Lo que necesitamos ahora no es sólo condenar la violencia de los terroristas, sino también asumir nuestras responsabilidades y reconocer nuestros errores. No defender nuestros ideales de libertad hoy en día sería directamente un crimen. No debemos caer en la autocensura ni crearnos límites para no herir la sensibilidad de alguien. Si creéis que la libertad de expresión no debe ofender a nadie es que no creéis en esa libertad de expresión. Por ejemplo, muchas personas, por razones que les pertenecen, se sienten ofendidas por que los gais obtengan los mismos derechos que ellas. Precisamente, este es el argumento que ha usado la Federación Rusa para adoptar la ley homófoba que prohíbe "la propaganda gay". Por tanto, pienso que pedir que no hiramos "la sensibilidad de alguien" reduce la libertad de los demás. También es cierto que la libertad de expresión tiene límites, que se sitúan allí donde alguien pueda ser herido físicamente, o cuando se apela al ataque físico de alguien. Aquí empieza el delito y acaba la celebración de la libertad de expresión. Por lo demás, no debería haber ningún motivo por el que no reír, hablar o gritar sobre el derecho a lo más preciado, nuestra libertad de expresión. Quedarse callado, no expresar esta idea de libertad que respetáis, significa automáticamente poner en peligro a los que tienen la valentía de expresarse, aunque sea de forma involuntaria. De esta forma, personas como los dibujantes de Charlie Hebdo, Raif Badawi y muchos más se han convertido en el blanco. Se han hecho demasiado visibles en medio de los que prefieren no publicar ciertos dibujos, no expresarse, no escribir, no manifestarse.

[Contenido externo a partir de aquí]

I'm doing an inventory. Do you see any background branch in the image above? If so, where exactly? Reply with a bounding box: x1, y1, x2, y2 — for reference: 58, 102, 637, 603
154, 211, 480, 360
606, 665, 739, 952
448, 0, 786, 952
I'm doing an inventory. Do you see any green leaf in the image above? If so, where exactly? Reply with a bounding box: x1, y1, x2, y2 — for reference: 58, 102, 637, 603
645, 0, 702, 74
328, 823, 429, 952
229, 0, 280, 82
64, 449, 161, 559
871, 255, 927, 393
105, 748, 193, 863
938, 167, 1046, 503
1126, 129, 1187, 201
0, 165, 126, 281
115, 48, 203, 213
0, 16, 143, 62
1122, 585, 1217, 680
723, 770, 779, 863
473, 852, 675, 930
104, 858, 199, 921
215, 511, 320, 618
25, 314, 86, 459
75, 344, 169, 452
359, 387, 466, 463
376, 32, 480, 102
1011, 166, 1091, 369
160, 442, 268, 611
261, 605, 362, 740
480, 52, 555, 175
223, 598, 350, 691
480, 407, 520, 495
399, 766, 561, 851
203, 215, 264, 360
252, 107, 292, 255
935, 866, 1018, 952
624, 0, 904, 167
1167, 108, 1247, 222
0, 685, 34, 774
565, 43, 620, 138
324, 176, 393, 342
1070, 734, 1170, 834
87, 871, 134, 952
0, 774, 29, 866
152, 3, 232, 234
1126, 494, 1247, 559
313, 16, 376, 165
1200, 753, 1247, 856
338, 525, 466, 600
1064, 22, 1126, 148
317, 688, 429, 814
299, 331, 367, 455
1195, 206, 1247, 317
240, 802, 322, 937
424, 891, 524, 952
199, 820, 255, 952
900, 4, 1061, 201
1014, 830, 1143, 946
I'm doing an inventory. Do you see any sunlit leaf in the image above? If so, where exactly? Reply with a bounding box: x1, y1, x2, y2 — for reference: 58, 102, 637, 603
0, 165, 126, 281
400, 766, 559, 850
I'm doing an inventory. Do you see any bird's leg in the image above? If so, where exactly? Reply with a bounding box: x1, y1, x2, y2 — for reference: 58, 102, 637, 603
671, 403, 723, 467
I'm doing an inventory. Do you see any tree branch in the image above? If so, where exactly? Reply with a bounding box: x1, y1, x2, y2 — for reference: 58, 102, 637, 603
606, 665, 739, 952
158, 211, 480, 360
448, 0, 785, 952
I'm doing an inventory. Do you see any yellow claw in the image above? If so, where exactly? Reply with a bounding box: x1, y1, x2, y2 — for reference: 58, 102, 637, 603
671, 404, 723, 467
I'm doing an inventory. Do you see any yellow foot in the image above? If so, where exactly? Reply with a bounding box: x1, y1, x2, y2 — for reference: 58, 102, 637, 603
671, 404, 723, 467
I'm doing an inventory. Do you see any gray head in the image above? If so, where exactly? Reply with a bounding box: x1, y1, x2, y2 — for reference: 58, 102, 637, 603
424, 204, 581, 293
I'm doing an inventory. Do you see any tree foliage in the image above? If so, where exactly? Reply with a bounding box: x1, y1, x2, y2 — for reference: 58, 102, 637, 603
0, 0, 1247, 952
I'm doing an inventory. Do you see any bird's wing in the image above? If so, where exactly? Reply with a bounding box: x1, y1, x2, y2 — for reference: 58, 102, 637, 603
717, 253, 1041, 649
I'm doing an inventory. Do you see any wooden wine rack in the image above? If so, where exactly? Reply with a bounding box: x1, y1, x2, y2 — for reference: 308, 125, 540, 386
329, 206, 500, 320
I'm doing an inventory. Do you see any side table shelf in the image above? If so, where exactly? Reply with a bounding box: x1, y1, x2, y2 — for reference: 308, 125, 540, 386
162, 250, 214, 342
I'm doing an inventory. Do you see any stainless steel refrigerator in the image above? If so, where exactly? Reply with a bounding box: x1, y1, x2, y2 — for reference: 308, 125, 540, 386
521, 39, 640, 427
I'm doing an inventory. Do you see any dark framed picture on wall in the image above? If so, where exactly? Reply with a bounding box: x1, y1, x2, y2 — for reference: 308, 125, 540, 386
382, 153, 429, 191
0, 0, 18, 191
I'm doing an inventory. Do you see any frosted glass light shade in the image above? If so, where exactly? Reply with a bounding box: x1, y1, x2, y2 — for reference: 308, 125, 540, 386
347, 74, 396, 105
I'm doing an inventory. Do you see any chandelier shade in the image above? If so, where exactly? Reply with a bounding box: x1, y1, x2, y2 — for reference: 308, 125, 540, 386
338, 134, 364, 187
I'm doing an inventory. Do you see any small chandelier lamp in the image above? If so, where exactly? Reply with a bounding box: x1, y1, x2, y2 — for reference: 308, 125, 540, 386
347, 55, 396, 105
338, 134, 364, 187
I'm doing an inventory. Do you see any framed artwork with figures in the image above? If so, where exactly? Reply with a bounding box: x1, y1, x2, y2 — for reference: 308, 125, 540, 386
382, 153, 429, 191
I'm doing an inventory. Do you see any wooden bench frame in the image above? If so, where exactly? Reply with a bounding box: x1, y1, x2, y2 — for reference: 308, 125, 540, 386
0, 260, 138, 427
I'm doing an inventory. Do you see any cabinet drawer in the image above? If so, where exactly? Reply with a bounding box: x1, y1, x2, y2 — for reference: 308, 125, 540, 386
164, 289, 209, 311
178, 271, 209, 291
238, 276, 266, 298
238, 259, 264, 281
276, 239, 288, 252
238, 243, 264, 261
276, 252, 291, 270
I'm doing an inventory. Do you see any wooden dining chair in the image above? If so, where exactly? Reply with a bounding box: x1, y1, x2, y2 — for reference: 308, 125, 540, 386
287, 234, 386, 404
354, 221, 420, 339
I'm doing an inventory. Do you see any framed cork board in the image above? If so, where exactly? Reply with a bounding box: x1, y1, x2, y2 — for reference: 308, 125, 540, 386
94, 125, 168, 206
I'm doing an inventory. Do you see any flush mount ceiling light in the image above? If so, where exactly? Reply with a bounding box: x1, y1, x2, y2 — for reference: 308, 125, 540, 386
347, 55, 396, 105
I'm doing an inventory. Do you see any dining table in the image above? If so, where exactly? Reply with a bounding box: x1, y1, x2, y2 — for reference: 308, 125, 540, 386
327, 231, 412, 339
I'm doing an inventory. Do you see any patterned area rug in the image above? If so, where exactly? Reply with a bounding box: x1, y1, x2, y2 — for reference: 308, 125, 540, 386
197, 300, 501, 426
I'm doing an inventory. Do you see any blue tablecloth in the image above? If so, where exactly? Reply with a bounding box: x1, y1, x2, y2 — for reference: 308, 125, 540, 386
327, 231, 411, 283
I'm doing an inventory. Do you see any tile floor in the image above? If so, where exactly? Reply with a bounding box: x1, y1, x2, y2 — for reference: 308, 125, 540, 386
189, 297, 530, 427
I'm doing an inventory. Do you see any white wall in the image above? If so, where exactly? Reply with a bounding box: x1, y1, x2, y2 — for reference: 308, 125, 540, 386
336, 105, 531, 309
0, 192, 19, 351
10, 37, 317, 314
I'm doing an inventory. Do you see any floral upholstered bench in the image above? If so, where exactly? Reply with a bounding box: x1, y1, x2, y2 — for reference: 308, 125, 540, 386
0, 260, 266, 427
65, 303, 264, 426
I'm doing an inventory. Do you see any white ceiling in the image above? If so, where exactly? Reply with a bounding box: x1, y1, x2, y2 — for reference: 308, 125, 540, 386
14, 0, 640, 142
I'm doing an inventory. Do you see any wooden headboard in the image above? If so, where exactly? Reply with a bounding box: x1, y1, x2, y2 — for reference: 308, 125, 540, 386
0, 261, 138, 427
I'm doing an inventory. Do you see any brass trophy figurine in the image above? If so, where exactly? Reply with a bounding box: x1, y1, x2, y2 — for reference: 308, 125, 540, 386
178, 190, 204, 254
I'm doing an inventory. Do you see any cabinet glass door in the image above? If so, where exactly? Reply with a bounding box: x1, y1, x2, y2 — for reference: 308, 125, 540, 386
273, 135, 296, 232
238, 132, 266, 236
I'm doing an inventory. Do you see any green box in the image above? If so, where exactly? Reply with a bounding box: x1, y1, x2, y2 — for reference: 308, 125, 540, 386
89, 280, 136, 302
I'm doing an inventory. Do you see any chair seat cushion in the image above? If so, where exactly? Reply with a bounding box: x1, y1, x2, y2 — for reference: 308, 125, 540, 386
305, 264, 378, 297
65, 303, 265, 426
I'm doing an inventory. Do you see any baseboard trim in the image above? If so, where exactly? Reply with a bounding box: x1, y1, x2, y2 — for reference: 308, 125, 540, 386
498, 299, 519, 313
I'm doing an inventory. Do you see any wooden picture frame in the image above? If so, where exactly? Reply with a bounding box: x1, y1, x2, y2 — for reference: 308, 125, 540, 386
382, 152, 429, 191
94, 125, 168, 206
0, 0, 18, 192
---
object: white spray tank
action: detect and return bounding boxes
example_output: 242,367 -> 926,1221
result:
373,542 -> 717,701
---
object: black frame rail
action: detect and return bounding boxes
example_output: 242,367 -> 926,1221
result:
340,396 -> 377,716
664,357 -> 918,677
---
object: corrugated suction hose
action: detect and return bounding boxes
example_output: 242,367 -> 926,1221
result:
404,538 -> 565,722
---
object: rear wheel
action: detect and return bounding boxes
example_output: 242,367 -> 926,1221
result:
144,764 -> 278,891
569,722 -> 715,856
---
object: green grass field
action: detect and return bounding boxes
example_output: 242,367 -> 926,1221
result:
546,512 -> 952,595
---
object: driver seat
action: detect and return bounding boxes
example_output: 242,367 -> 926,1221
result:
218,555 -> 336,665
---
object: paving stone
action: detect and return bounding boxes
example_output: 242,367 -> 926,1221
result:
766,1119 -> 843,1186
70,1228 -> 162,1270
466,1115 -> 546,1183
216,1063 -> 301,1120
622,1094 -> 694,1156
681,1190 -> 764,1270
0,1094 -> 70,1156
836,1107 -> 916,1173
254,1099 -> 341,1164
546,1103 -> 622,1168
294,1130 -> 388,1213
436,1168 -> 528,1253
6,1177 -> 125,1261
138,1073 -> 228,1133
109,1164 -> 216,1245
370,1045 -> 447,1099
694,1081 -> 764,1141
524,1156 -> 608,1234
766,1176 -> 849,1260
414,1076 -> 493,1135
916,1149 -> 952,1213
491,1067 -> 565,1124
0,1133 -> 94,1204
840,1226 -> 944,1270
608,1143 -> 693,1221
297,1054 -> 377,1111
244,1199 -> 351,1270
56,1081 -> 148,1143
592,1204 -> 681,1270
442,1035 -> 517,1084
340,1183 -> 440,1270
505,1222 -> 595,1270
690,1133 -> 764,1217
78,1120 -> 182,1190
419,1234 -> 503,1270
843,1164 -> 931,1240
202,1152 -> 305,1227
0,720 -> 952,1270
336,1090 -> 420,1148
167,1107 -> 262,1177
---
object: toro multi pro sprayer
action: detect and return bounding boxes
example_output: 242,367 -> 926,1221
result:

También por este motivo los gobiernos no deberían tratar de parar o de prohibir, por razones de seguridad, actos sobre la libertad de expresión o la blasfemia, los dibujos, las manifestaciones, los libros... Porque si no, seguimos el juego a los terroristas, abandonamos. Sería mejor lograr más seguridad y visibilidad para estos actos.
Aunque, personalmente, no estéis de acuerdo conmigo u os mostréis escépticos, os aseguro que el verse una varias veces a dos centímetros de la muerte por algo que piensa y que hace permite darse cuenta de hasta qué punto el miedo nunca ha sido la solución ni ha salvado la vida a nadie.
Apelo a todos los defensores de la libertad a involucrarse en la batalla ideológica para la cual hay que oponer el pluralismo al dogma, los dibujos, libros y manifestaciones pacíficas a los kalashnikovs, la laicidad a la dominación religiosa.
Que la voz de nuestra razón resuene por encima del ruido de sus balas.
Simplemente, hay que ganar esta batalla.